While there are some techniques for sub-quadratic transformer scaling (Longformer, Longnet, Retentive Network, and others), there haven't really been any state of the art models trained with these techniques and they cannot be applied to existing models, so they aren't really being used. As for why these techniques aren't being used in new models, that is either because they harm performance too much, or are considered to be too risky and more proven architectures are used instead. If there were models trained using these techniques and they were good, then people would use them, but for now there just isn't any models actually using them, so we are stuck with O(n^2) computation and memory.
LocalLLaMA
Community to discuss about Llama, the family of large language models created by Meta AI.
Yes, but most people use flash attention: https://hazyresearch.stanford.edu/blog/2023-07-17-flash2, making memory requirements linear for inference.
For cpu inferencing, it benefits the most from switching to a new architecture that does not require that. CPU has much less compute available for flash attention. Currently, I don't think ggml has been using flash attention.
I've been doing some off-hand calculations about this and found that really, most base models look like they've been made with a context that is shorter than really needed. Quadratic scaling of attention is a problem, but not something any of the currently trained models have actually encountered, as their sizes are too small for the quadratic factor to be relevant.
The neural network uses c=ctx_len and d=hidden_dimension when computing data. Its size in parameters doesn't depend much on ctx_len at all, but does depend a lot on d (quadratically)!
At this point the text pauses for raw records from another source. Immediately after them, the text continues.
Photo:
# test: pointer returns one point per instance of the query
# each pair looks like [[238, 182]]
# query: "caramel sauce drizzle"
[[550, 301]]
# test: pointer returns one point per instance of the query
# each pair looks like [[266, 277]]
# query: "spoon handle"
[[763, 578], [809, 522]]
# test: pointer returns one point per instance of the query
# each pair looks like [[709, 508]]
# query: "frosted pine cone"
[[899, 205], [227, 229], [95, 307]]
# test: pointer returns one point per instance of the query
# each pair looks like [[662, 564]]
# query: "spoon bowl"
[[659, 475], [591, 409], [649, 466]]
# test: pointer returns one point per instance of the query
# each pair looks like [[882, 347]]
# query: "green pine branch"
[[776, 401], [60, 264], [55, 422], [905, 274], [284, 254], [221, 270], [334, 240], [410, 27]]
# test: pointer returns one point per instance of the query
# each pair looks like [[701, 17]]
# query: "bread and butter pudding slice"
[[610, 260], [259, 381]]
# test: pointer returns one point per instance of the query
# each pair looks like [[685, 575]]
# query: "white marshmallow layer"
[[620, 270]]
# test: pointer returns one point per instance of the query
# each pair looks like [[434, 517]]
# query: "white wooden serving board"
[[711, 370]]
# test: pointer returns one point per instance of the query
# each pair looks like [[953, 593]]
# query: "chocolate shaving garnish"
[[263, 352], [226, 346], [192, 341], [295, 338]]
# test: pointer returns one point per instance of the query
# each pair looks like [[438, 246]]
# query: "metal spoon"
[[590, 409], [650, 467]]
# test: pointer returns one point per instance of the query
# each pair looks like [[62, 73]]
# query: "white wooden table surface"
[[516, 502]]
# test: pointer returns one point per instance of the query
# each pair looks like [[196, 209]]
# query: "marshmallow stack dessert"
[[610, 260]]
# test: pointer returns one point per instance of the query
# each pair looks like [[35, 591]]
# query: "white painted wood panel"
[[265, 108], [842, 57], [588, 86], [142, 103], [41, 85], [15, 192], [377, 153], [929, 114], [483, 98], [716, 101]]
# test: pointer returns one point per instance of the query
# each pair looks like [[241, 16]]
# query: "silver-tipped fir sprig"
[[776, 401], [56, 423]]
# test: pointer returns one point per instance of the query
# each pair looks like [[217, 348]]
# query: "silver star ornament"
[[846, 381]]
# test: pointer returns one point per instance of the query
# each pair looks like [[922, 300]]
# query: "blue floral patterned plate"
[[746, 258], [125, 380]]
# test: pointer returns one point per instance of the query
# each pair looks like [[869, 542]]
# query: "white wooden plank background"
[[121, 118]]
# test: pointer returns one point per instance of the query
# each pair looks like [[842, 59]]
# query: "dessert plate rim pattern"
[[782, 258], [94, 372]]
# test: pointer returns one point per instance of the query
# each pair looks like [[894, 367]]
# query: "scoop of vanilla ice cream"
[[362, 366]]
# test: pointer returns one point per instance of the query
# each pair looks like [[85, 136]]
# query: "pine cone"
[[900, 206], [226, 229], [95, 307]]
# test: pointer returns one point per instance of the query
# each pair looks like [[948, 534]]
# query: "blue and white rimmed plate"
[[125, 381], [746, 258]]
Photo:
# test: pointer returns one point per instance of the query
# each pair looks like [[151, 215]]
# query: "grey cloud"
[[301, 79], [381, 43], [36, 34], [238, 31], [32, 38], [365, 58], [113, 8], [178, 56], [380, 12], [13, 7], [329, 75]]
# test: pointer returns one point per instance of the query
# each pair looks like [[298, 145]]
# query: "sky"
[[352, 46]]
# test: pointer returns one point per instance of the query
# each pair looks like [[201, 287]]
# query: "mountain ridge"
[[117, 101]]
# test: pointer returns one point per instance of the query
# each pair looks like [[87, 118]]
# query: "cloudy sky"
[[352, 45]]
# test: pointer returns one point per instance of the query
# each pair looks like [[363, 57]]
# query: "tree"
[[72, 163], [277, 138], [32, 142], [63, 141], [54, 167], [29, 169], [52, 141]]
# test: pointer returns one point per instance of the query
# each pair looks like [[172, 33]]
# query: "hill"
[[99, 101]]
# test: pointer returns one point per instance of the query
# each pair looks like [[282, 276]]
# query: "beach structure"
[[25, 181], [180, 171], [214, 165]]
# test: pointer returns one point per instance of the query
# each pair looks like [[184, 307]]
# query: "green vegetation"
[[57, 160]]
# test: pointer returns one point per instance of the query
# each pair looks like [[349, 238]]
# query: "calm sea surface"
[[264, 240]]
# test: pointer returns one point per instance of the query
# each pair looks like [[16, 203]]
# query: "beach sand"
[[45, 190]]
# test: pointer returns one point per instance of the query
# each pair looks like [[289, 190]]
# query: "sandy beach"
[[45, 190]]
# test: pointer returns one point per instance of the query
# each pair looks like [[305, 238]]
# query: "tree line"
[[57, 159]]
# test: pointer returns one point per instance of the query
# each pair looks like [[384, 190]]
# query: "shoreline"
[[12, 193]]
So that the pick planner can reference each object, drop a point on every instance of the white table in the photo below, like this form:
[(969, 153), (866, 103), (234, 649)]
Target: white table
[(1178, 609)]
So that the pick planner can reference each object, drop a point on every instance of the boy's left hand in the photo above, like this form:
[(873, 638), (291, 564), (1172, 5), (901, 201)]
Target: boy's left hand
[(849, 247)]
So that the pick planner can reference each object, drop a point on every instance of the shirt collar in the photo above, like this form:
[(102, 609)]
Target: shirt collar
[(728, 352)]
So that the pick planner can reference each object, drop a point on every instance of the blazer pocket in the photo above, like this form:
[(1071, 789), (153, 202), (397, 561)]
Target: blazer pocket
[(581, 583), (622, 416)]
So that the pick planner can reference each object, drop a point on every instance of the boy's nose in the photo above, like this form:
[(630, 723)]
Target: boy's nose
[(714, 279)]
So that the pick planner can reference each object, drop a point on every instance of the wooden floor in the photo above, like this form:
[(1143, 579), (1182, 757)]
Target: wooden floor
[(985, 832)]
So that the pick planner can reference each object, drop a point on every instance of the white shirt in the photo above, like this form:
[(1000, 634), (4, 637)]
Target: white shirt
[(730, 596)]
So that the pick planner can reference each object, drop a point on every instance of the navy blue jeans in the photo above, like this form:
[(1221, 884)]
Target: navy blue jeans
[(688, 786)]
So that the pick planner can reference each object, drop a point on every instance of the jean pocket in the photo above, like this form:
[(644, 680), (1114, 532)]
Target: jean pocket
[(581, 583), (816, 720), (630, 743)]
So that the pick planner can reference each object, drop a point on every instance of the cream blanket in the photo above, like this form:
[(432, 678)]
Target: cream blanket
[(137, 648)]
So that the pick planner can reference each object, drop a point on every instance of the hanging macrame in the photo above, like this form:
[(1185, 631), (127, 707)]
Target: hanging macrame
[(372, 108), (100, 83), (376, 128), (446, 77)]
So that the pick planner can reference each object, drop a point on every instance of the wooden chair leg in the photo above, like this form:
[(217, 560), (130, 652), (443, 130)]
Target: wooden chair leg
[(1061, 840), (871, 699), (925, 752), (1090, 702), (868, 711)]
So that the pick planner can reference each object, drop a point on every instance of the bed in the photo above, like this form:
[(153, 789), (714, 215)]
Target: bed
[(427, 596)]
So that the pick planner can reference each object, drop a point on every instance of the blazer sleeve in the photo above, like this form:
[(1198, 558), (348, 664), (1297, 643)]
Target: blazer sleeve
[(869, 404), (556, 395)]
How much memory besides parameters do we need to run the computation? Well, there's this matrix QK^(T), which is of shape c*c
which is the only really quadratic step in the attention. Also there's c*3d
for making the matrices Q, K, and V.
Next, there is the 'linear' step. This involves a matrix of size c*4d
Take c = d. The first number ends up 4d^(2). The second is also 4d^(2)
So it doesn't make much sense to take c < d: the 'attention' part of the transformer (quadratic) will be smaller (in memory and compute) than the 'feedforward' part of it (which is linear in c and d). Also, the attention part itself also includes a c*3d
scaling thing, which is creating Q,K, and V (inputs to attention) out of X (the (masked) input to self-attend).
For example, llama has d=8192. So it seems c>=8192 is optimal (in terms of making attention/feedforward take roughly equal time and memory), but c=4096 is actually chosen.
For Falcon, d=14848. So c>=14848 would make sense, but c=2048 was chosen.
Why? Probably to do cheaper training. But it might make more sense to train a smaller dimension model with bigger context size.
That won't win you any of the current benchmarks, as benchmarks don't check for long context. As long as the questions fit in it, there's no gain in them for making it longer. This is a bit of a problem with the current benchmarks, if wanting to use LLMs with longer form content (like having it write a book).